In [1]:
import pandas as pd
import numpy as np

# Marginal structural models, frequentist approach
## IPTW based MSM
This is a python conversion of Andrew Heiss' blog post on IPTW based MSM's here: https://www.andrewheiss.com/blog/2020/12/03/ipw-tscs-msm/
Andrew's generated data will be used. The dataset simulates the effects of the 6-hour working day policy (binary treatment) on happiness in several (fake) countries. The underlying DAG is this: https://www.andrewheiss.com/blog/2020/12/03/ipw-tscs-msm/index_files/figure-html/dag-complex-1.png

Here, our goal is to get an estimate for the instantaneous (same year) effect on happiness of having instituted a 6-hour work day vs not having insituted this policy.

### Load data
After loading the data, a preprocessing step to filter out countries that never adopt the new policies. This is because of math issues when treatment remains unchanged. This could be helped with zero-inflated modeling of the IPW instead of plain logistic regression.

In [2]:
data = pd.read_csv('https://www.andrewheiss.com/blog/2020/12/03/ipw-tscs-msm/happiness_data.csv')
policy_data = data[data["country"].isin(data[data["policy"] == 1].country)].reset_index(drop=True).copy()

## Binary treatment MSM/IPTW
### How and why IPTW works
Nicely explained here: https://www.youtube.com/watch?v=PfLYPt9ur4g

If $Z$ is a set of variables that completely explain the confounding, then we have conditional exchangeability given $Z$. I.e. within levels of $Z$ the observation of treatment groups $A$ and their respective outcomes can be used to easily calculate the potential outcomes. Imagine a situation with only binary confounds, treatments and outcomes. To calculate the treatment effect we need to calculate the outcomes if all individuals recieved treatment or not, within groups.

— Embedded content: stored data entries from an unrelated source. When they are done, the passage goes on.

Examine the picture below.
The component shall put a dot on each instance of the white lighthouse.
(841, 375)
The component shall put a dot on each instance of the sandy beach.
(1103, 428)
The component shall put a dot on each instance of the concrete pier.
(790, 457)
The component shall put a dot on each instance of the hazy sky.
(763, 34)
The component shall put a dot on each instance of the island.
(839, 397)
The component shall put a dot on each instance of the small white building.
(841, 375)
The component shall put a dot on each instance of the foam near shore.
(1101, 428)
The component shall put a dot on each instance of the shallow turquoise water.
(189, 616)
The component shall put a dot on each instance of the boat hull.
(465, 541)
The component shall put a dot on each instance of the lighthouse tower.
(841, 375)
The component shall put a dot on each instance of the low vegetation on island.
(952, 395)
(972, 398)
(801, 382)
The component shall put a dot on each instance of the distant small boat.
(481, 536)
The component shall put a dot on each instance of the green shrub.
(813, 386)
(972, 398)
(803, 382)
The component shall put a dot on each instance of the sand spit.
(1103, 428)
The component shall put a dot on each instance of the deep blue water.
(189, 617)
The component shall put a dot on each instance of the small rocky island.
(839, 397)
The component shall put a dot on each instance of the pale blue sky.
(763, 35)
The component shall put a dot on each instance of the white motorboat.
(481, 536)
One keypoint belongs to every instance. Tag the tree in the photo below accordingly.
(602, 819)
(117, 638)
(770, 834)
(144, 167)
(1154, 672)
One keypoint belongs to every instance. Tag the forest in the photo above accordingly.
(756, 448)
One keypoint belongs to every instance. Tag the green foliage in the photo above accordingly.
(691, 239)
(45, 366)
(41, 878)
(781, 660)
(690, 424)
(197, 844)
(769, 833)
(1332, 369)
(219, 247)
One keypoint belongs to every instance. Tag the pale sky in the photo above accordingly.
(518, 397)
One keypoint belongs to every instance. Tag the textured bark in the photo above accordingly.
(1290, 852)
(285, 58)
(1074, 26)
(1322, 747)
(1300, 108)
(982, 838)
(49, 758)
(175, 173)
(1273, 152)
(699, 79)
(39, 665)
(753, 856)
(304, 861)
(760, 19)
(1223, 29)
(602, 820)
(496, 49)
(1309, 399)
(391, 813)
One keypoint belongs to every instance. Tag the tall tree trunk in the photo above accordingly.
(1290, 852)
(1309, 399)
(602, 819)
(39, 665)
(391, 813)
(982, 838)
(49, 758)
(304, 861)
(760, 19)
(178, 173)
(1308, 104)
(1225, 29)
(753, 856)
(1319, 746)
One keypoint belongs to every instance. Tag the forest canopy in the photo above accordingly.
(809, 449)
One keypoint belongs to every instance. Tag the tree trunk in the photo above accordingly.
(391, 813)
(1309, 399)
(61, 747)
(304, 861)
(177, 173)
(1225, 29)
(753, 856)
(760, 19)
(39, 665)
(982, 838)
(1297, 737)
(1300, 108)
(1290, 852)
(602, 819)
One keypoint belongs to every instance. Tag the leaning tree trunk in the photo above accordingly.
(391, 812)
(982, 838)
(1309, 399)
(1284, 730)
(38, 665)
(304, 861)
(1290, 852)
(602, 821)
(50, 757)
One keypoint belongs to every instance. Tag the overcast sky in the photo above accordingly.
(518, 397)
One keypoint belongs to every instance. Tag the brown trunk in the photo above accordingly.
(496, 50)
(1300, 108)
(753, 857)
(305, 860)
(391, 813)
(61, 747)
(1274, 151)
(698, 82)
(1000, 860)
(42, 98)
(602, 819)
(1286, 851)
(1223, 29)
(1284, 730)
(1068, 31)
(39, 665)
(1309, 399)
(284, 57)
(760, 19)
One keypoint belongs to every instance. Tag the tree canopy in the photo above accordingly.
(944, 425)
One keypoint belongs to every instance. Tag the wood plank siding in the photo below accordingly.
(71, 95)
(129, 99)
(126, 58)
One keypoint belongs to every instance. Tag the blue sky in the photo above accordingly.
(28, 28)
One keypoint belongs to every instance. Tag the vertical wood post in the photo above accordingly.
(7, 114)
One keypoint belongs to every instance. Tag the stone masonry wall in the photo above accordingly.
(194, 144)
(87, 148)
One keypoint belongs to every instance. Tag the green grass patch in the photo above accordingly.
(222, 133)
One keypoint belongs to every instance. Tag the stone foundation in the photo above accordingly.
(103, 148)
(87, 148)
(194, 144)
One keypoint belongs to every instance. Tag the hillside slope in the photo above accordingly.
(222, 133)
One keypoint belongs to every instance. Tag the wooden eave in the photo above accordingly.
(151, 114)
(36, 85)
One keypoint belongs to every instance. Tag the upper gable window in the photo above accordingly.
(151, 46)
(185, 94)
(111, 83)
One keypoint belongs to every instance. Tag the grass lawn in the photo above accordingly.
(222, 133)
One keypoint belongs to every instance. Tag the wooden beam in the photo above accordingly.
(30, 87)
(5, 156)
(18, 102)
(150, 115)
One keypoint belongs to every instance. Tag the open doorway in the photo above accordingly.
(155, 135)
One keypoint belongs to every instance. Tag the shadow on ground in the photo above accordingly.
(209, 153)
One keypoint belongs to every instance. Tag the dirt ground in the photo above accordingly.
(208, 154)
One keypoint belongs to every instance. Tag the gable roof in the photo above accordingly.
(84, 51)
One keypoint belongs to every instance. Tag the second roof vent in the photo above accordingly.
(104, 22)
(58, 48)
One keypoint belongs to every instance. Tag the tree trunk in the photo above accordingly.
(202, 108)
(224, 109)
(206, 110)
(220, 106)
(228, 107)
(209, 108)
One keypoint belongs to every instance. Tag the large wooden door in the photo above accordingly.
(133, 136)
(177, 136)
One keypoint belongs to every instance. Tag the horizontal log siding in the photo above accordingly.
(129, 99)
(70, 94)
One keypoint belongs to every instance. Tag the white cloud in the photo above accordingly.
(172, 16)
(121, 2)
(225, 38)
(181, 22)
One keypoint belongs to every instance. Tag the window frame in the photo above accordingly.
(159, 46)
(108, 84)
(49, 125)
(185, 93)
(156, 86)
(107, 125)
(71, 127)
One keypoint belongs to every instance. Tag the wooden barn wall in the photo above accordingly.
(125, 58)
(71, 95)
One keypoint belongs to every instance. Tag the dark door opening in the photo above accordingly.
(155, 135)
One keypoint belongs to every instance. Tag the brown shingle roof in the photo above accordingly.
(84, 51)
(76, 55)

So, for example, in group $Z=0$ we need to calculate the number of successes/failures if all 40 did get the treatment. Since 0.7 of the treated see success, we would end up with another 7 successes and three failures. We get this exact result if we just multiply the number of successes/failures in the treatment group by multiplying the inverse probability of receiving treatment within this strata of $Z$! The same is applied to group $Z=1$.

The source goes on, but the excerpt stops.